Kırsaldaysan işin daha da yaş. Köy ortamı öyle bir lore ki 3 dakikalık tatsız tuzsuz bir Anadolu pompası için doğru dürüst tanıyıp görmediğin bir kadına (ve ailesine) çeyiz düzmek zorundasın. Şayet duruma isyan edip bu aşamayı bypass ettiğinde hem eşek cennetine yollanacak hem de işlediğin büyük günah için cehenneme paslanacaksın. Zalim nefsin kor ateşi tadacak.

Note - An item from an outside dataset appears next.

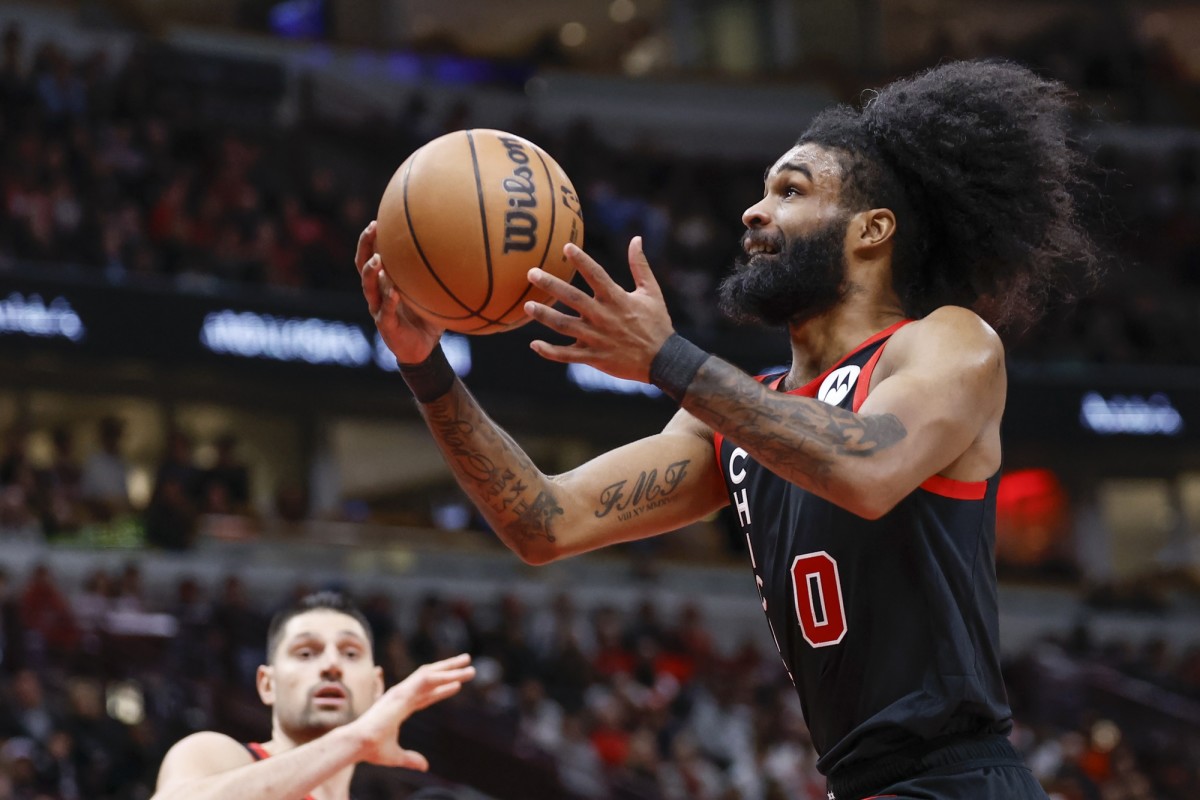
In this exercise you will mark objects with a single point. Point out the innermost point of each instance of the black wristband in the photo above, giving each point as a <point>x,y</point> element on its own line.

Konuya bir de benim gözümden bak. Başta planım seni hapsolduğun Orta Doğu batağından kurtarmak için 8-10 maddelik bir liste hazırlamaktı ama daha ilk maddede duvara tosladım. Çünkü “Para kazanır kazanmaz birini bulup evlenmemelisin.” dediğimde daha ikinci maddeye geçmeden suratıma tükürürdün. O yüzden sana neden nişan, düğün ve çocuk üçlüsüne kapılmaman gerektiğini uzun uzun izah etmek zorunda kaldım. Hem de yazı gibi ilkel bir araçla.
Keza sen zincir üstüne zincir kaplısın. Seni buradan kurtaracak bir anahtarım yok. Seni oradan kurtarabilecek tek şey, içinde alev alev yanan öfkendir. Bu alevi harlayacak tek şeyse kendine soracağın o soru:
Senin mutluluğun mu? Yoksa İhsan Emmilerin mutluluğu mu?
Seçim senin…
Ama dikkat et bu soruları sormak için çok geç kalma. Çünkü zaman konusunda fazla lüksün yok. Üstelik geri dönüş şansın da olmayacak.
Geriye dönememenin çaresizliği tarifsizdir. Öyle ki İskeletor bile geçmişe gidip bir şeyleri değiştirmeye çalışmış ama başaramamıştı. O yüzden gününüzü iyi değerlendirin ve kimin tarafında olduğunuza karar verin. Çünkü önemli olan günümüzdür.
Biliyorum, bu yazı Half-Life 2: Episode Two gibi bitti. Umarım bu yazıyı da Episode Two gibi tekrar tekrar bitirirsiniz. Çünkü sizi bu hayatta en çok sıkıntıya sokan o düğümü bu yazıda işledim.